徳島商、高松商、松山商と並ぶ“四国四商”の一つとして、県内最多の甲子園通算59勝を誇る高知商。近年は明徳義塾の一強が続いているが、同校OBで80年センバツ優勝時の主将であり、中学野球で長く実績を残した上田修身監督が一昨年秋に就任し、巻き返しを狙っている。そんな高知商の冬の練習を取材した。
コーンを使ったランニング1:リレー
ティーバッティングの後に行われたのがコーンを使ったランニングだ。まずコーンを四つ使って15m間隔の正方形を作り、その中心にもコーンを置く。そして選手は正方形の頂点の四つのコーンにそれぞれ分かれる。そこからこの正方形の周りを走るのだが、狙いはベースランニングをいかに速くするかということだという。そのため、まずは余裕のあるスピードでどの軌道でコーンを回れば良いかの確認を行う。
特に意識するのはコーンを回った後の出足の2歩。その2歩でトップスピードに入れるのはどの軌道かということを確かめていた。最初は余裕を持って少し大きく回り、徐々に膨らみを小さくしていくという。そして軌道の確認が終わるとリレーがスタート。走者は正方形を半周して次の選手にタッチする。
常に四人の選手が短い間隔で走り回るため、少しでもつまづいたりスタートが遅れると後ろの選手に追い上げられることになる。直線だけでなくターンでのスピードが要求されるベースランニングの技術向上になることは間違いないだろう。
コーンを使ったランニング2:砂時計
次のランメニューは少し複雑になる。まず選手は四隅のコーンから正方形の中心に置かれたコーンに向かってスタートを切る。その後、それぞれ自分の左前方にあるコーンに向かい、そこから正方形の一辺に沿って右のコーンを目指し、そこから再び中心のコーンを目指すのだ。このメニューの通称は“砂時計”。走るラインをなぞると、中心がくびれた砂時計の形に見えることから来ている。
そしてこのメニューで守らなければならないのが、中心のコーンには四人同時にタッチするということ。選手は走っている間に自分のスピードを速めるか緩めるか判断する必要があるのだ。その判断をするために他の選手を見るのはコーンをターンする時ではなく、あくまで一辺を走っている時。それは実際の走塁においても守備の選手や他のランナーを確認するのはベースから離れている時だからということから来ている。ゆっくり走れば難しくはないが、これを全力に近いスピードで行うのは非常に難しい。
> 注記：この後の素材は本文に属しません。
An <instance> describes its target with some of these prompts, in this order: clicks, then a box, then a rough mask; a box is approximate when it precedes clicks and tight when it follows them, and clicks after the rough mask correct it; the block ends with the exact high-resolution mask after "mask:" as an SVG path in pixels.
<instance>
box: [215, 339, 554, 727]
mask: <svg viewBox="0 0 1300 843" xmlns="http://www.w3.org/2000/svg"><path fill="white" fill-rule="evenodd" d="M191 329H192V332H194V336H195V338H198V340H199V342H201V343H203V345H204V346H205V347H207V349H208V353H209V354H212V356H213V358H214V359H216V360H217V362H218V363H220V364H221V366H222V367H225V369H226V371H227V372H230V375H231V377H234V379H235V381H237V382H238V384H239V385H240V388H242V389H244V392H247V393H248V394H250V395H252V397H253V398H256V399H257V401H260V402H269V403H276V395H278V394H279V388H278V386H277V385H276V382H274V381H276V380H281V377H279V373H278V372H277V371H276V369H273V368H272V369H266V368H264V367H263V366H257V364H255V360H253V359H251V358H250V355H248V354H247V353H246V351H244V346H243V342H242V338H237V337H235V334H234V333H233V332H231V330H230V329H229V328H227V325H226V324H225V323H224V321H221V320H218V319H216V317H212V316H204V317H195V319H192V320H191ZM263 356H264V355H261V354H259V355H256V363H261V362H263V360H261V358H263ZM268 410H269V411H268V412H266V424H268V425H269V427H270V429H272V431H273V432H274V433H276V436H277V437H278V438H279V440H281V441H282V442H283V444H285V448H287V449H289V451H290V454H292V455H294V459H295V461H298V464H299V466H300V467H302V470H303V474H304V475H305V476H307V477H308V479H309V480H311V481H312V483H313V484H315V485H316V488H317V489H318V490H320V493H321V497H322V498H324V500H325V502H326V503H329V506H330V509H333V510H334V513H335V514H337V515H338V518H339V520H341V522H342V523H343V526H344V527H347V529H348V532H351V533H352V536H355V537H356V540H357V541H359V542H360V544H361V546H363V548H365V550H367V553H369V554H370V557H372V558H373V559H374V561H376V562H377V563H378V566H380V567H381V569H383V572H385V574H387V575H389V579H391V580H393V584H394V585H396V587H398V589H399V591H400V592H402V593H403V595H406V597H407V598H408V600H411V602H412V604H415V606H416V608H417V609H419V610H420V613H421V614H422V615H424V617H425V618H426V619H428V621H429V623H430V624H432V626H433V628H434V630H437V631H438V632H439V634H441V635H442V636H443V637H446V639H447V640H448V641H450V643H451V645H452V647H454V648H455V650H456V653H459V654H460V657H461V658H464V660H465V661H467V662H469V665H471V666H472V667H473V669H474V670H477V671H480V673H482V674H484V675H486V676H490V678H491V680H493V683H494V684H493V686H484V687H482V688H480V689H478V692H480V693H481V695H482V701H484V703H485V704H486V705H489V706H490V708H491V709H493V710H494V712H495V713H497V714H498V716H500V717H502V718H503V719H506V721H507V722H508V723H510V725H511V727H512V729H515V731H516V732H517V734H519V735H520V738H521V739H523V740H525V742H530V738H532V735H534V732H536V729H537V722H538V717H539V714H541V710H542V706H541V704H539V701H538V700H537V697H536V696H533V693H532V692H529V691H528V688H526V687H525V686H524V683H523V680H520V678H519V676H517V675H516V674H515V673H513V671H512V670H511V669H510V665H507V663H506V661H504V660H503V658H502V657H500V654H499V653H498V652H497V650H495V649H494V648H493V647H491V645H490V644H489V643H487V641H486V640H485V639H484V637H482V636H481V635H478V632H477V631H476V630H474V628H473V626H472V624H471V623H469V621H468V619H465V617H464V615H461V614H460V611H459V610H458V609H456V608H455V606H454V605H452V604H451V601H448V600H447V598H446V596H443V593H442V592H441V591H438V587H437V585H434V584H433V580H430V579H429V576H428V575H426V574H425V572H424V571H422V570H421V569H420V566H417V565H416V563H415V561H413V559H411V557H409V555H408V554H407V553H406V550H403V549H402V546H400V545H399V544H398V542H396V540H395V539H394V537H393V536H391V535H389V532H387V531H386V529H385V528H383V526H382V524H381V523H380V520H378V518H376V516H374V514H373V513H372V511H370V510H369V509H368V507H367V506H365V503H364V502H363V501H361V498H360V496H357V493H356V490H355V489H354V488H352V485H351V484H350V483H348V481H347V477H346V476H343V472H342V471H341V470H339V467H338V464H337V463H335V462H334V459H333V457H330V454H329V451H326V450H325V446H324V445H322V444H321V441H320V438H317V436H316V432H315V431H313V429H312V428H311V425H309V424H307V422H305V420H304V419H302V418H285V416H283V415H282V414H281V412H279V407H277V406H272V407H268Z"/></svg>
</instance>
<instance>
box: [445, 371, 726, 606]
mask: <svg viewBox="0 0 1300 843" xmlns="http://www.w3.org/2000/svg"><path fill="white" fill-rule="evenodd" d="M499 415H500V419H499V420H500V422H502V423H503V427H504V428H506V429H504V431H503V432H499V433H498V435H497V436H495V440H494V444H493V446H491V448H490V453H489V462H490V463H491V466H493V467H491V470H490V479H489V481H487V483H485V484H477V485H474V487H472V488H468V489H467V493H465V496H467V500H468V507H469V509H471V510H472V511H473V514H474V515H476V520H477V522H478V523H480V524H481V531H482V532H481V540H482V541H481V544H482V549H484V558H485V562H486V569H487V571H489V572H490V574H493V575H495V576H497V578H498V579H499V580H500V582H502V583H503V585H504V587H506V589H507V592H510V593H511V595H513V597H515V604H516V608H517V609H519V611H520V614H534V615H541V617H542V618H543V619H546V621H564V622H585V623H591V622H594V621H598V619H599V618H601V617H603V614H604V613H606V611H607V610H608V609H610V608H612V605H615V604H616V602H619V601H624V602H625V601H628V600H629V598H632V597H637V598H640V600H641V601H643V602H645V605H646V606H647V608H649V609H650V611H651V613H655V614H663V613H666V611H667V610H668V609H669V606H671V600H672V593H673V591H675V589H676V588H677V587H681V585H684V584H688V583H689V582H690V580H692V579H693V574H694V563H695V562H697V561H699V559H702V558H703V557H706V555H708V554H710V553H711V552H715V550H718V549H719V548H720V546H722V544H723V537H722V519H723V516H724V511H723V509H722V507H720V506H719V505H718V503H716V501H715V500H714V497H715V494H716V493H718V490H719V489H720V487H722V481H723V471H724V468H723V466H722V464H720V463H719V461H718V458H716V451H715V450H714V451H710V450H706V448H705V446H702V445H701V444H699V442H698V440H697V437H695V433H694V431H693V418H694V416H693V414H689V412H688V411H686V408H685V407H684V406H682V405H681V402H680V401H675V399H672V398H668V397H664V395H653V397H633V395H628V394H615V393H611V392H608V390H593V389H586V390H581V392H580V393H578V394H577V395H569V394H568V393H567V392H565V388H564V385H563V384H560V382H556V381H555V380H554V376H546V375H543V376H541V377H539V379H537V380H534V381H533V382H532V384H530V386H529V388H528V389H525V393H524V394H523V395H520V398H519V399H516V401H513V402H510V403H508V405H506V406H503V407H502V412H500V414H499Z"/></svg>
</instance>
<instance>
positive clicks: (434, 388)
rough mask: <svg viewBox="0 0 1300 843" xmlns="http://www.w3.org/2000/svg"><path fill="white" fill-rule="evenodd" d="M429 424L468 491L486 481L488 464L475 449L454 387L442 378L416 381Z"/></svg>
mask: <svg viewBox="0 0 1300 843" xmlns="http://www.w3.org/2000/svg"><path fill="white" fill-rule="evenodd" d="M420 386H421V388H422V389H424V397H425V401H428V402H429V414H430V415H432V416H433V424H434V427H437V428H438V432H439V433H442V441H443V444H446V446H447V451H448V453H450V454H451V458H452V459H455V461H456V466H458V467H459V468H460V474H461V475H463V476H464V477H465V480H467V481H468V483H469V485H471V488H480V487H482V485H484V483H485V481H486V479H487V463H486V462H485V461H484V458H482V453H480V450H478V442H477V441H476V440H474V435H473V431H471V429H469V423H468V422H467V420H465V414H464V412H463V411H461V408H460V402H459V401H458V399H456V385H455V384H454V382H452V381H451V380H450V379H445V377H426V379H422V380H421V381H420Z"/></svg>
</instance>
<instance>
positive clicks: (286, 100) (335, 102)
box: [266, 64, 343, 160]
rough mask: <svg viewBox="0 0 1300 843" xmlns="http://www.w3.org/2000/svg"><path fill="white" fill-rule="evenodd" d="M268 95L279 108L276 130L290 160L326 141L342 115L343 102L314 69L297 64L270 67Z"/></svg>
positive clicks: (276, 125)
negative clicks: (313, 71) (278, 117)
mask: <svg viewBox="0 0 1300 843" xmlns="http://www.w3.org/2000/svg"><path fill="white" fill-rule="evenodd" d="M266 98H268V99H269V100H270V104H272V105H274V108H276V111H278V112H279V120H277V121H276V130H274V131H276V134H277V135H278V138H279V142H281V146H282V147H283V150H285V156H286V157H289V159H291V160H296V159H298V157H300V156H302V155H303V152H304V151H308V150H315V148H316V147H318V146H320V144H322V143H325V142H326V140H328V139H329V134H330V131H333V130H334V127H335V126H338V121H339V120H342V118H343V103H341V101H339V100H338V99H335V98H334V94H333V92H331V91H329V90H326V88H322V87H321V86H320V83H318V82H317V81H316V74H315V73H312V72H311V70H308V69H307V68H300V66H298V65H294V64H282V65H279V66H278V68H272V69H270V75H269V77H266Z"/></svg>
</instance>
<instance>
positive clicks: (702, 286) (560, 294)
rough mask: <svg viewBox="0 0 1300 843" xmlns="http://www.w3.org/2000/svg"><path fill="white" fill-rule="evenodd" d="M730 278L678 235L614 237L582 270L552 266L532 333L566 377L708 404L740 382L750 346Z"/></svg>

走塁のスピードだけではなく、状況判断のために周囲を見ながら走るということを訓練づけるために有効な練習と言えるだろう。
コーンを使ったランニング3:スクエアパス
次に行ったのはコーンを使ったスクエアパス。バスケットボールではポピュラーな練習メニューだが、これを野球で取り入れていることは珍しい。正方形の四つの頂点のうち、対角線となる二つの頂点の選手がボールを持って右側のコーンに向かってスタート。待っている選手にボールをトスし、リターンを受けて更に右のコーンに向かって走りトスしたところでその選手は終了となる。トスを受けて返球した選手はリターンを受けた選手を追いかける形でスタートを切り、次のコーンでボールを受けて更に右のコーンまで走ってトスをして終了。この動きを繰り返すのだ。
この練習を速く正確に行うには、相手の動きに合わせるということが重要になってくる。野球のプレーではファーストゴロでベースカバーに入る投手にトスする場面が最も近いが、他のでも相手の動きに合わせるプレーは少なくない。またボールを呼ぶタイミングも重要であり、選手同士のコミュニケーションを高める意味でも効果的と言えるだろう。